Changes Are Needed To Restore Sidwell’s Quaker Focus


In recent years, Sidwell’s curriculum has drifted away from its Quaker focus. Photo: Sidwell Friends.

In recent years, the Sidwell community has seemed to stray from its foundational Quaker values. While students are introduced to these values and attend Meeting for Worship weekly, Quakerism’s impact on student life feels insignificant at times. In order to restore Sidwell’s Quaker focus, reforms must be made to Meeting for Worship, the curriculum and the community service program.

One of the key aspects of Quakerism at Sidwell is Meeting for Worship — however, many students seem to view this time to reflect as a waste of energy. This school year, students have rarely shared and many have even skipped altogether. With so many people missing, Assistant Dean for Student Life Michael Woods analogized the room to a block of Swiss cheese. Even the number of teachers attending Meeting for Worship has fallen this year. The purpose of Meeting as a communal space where members feel welcome to share their thoughts is defeated when students and faculty fail to attend or engage. 

Students’ absences have resulted in a mandatory advisory seating, which detracts even more from the experience. By choosing seats, students are able to sit with those they feel most supported by. While advisory seating is intended to prevent students from being distracted and disruptive, some students may feel less inclined to attend Meeting at all if they must sit with assigned peers. 

Ultimately, the central issue regarding Meeting for Worship is the student body’s lack of enthusiasm or appreciation for the school’s Quaker roots. This stems from little knowledge about Quakerism, which Sidwell could fix by teaching students about the history of the Quaker values at Sidwell. More elements of Quaker history could be woven into different history and English curriculums, and a class that focuses solely on Quakerism could be created. 

Additionally, another important part of Quaker education is community service. The graduation requirement mandates students to complete 60 hours of community service, ideally working with the same organization. Though this requirement succeeds in pushing students to engage in service, many are focused on simply completing the requirement rather than appreciating the time and impact of their actions.
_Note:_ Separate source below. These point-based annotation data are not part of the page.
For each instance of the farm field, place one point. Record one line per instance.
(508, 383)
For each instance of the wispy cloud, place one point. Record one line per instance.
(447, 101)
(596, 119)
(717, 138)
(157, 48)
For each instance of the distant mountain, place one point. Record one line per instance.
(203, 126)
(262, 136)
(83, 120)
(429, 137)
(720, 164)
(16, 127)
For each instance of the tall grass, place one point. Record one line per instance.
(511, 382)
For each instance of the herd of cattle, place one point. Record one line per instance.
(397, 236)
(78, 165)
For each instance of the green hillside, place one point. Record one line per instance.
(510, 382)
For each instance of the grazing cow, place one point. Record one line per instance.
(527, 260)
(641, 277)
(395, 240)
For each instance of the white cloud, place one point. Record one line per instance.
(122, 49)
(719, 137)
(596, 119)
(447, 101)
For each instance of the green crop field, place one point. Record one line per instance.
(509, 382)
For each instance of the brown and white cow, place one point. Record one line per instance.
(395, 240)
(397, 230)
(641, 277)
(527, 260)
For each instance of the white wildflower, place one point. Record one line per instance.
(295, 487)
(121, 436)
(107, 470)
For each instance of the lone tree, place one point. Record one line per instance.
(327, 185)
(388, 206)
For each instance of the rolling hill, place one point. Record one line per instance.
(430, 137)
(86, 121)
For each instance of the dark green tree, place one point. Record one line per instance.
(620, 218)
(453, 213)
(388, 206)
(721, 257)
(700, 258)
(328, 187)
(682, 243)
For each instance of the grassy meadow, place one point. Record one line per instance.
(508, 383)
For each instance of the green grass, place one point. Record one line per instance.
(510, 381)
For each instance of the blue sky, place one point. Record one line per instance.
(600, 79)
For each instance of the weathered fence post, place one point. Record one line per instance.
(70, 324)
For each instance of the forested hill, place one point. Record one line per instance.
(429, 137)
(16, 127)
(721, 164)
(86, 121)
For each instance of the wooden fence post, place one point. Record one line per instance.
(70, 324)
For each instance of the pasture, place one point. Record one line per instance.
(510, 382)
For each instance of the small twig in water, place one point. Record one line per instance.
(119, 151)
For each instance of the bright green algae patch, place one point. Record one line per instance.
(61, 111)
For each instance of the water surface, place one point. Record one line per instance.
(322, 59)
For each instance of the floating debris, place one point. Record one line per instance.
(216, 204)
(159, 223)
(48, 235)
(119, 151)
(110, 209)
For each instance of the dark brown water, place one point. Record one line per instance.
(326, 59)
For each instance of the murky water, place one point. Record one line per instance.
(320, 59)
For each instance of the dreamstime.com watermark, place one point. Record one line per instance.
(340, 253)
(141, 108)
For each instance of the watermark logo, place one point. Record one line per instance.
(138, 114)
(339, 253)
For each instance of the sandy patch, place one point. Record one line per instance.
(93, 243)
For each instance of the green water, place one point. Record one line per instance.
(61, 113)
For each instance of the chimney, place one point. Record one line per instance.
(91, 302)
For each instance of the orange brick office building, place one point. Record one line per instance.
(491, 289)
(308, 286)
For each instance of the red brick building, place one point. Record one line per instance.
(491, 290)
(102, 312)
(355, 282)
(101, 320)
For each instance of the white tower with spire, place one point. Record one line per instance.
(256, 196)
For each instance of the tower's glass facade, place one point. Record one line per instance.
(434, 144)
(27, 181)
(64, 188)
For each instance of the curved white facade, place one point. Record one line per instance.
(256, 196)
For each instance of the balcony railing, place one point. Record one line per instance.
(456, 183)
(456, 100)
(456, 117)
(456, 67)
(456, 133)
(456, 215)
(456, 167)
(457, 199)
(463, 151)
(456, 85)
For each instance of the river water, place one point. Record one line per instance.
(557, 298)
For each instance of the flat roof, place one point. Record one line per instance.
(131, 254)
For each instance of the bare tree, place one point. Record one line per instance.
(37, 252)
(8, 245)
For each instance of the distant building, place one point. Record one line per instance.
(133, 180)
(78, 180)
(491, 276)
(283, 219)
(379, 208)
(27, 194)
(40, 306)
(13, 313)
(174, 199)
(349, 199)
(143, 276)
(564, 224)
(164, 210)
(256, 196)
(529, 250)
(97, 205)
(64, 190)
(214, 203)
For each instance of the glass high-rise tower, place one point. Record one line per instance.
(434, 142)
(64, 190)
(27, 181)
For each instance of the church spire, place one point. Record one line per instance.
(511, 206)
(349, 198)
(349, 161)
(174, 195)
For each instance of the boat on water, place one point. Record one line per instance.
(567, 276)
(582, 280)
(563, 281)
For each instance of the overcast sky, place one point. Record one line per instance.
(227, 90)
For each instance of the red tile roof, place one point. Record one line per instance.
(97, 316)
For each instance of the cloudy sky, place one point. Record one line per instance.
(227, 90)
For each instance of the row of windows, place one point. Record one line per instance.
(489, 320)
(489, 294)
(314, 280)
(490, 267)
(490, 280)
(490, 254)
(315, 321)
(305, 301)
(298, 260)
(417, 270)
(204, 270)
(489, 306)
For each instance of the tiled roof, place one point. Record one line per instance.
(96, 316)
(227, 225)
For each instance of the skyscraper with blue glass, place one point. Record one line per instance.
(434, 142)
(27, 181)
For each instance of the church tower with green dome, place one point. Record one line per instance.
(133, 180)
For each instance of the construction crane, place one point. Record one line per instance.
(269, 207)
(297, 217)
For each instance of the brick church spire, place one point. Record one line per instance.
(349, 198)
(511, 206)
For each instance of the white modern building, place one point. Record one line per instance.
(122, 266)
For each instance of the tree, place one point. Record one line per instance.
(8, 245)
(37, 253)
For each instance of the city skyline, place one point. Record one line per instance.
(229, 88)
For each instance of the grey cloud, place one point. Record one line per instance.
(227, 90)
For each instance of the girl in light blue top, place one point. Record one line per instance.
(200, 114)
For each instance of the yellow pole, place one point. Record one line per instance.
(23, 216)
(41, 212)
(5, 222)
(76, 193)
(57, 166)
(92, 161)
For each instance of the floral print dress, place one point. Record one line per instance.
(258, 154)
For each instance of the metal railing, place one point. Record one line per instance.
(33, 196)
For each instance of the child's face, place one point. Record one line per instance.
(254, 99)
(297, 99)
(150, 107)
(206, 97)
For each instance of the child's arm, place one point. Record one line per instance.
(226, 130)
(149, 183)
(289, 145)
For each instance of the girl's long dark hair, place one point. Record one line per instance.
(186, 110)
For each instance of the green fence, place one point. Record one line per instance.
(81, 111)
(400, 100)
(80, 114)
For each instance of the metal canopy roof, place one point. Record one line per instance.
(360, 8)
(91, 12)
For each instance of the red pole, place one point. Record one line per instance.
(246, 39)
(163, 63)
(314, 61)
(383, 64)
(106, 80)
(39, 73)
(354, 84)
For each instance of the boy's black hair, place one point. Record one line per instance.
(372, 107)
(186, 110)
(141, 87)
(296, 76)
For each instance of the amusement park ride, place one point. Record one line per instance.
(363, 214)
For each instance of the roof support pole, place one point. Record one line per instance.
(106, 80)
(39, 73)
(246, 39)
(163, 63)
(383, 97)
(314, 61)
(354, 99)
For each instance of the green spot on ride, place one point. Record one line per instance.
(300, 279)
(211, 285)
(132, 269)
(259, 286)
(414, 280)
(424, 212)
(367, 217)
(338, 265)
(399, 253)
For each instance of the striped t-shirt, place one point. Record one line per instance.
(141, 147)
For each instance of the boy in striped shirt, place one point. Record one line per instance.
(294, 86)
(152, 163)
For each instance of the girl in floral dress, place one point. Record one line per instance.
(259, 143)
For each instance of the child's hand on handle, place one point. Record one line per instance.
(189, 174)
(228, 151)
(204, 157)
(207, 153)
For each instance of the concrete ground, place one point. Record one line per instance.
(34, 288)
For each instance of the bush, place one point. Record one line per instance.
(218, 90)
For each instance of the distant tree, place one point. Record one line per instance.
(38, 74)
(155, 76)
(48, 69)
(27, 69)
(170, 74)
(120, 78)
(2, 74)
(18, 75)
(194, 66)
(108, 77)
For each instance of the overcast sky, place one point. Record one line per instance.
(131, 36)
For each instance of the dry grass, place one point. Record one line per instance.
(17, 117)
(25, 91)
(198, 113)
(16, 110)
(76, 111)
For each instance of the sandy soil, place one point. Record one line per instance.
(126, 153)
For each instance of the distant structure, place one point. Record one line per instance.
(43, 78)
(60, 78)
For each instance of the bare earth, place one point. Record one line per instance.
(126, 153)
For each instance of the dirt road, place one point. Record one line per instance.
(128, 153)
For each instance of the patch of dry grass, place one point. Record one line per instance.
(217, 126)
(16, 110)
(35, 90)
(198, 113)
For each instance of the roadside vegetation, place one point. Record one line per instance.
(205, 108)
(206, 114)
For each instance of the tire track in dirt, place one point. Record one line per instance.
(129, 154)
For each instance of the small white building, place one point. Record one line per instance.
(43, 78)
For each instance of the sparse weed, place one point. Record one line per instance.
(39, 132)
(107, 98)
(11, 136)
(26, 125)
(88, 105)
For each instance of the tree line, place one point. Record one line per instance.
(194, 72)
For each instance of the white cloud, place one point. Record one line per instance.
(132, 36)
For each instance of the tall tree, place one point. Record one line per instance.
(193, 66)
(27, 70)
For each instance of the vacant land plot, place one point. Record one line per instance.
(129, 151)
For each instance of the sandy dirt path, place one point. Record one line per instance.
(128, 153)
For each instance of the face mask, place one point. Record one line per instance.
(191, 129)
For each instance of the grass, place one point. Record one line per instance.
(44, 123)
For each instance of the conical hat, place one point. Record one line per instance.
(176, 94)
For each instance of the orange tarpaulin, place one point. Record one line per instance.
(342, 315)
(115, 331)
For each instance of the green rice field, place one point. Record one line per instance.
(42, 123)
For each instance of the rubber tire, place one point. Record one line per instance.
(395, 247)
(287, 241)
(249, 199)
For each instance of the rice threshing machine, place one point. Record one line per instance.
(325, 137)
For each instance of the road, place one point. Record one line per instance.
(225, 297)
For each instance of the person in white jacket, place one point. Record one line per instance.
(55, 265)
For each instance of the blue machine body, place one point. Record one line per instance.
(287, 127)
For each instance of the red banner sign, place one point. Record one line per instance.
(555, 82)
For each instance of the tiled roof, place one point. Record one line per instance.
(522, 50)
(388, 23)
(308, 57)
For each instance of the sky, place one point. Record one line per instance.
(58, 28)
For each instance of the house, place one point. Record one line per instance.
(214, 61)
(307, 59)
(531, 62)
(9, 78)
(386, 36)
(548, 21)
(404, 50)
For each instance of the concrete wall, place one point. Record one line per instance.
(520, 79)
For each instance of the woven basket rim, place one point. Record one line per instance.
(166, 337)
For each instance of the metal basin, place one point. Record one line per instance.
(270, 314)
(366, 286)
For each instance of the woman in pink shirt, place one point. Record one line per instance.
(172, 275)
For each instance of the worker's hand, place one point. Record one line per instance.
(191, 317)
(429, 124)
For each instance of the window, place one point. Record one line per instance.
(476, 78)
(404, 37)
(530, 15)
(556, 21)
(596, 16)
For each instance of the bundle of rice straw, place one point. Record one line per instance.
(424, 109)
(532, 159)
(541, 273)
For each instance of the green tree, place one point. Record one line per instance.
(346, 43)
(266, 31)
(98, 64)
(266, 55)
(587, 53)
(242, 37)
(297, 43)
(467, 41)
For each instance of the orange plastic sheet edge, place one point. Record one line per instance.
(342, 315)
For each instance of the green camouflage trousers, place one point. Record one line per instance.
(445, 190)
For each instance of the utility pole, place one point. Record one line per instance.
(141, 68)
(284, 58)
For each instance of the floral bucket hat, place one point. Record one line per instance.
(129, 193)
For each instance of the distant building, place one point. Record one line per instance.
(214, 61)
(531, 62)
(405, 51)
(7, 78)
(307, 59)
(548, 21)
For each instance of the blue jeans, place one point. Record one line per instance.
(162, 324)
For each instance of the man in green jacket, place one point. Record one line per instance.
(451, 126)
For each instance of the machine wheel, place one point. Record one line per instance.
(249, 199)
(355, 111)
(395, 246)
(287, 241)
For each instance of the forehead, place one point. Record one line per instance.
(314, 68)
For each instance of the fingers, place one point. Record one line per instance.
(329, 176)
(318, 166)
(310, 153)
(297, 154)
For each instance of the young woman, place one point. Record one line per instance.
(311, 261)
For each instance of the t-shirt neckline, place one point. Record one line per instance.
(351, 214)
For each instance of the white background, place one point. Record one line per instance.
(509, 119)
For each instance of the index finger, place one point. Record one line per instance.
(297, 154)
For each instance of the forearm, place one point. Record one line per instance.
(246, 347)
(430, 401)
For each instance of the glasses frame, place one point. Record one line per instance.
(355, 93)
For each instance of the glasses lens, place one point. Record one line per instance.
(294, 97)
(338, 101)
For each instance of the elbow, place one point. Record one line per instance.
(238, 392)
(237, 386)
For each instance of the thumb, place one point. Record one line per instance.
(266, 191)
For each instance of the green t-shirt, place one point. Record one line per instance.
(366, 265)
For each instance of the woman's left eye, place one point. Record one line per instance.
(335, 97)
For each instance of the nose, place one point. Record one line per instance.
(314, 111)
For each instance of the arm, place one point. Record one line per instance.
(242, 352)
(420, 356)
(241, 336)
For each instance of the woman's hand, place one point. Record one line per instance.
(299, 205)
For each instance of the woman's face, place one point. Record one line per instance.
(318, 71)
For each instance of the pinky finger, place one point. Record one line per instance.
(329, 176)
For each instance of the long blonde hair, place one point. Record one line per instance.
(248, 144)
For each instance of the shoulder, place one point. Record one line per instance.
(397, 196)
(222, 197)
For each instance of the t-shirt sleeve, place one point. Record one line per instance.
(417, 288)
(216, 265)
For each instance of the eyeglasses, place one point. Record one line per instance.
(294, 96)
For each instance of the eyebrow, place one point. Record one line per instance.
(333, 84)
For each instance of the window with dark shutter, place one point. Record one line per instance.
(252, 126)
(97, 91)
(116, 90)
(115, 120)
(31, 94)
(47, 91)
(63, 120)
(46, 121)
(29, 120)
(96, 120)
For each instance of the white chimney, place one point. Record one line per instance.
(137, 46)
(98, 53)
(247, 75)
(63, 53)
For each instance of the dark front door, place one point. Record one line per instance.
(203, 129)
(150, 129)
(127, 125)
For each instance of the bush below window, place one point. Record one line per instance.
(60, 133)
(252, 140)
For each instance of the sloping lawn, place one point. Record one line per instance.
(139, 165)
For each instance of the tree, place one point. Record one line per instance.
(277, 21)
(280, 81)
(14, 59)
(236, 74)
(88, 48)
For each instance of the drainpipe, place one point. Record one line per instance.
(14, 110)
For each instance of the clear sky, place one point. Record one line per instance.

By providing more opportunities to engage in community service, students could build a stronger commitment to giving back during their time at Sidwell and beyond. One way Sidwell could further incorporate community service is by organizing school days which are dedicated to community service. These days could supplement the current service requirement, and hopefully, with a wider variety of exposure to social work, students could gain a more genuine interest in giving back. Through adding community service days, Sidwell can foster a sense of social responsibility as opposed to simply having service as a separate requirement.

Quakerism at Sidwell is still a part of many facets of student life, but there is room for deeper engagement with its values and practices. Students must embrace and develop a stronger appreciation for the crucial tenets of Quakerism, including Meeting for Worship and community service. Efforts on the part of administrators and faculty to further incorporate Quakerism into service learning and academics would help many understand the significance of the school’s Quaker foundation.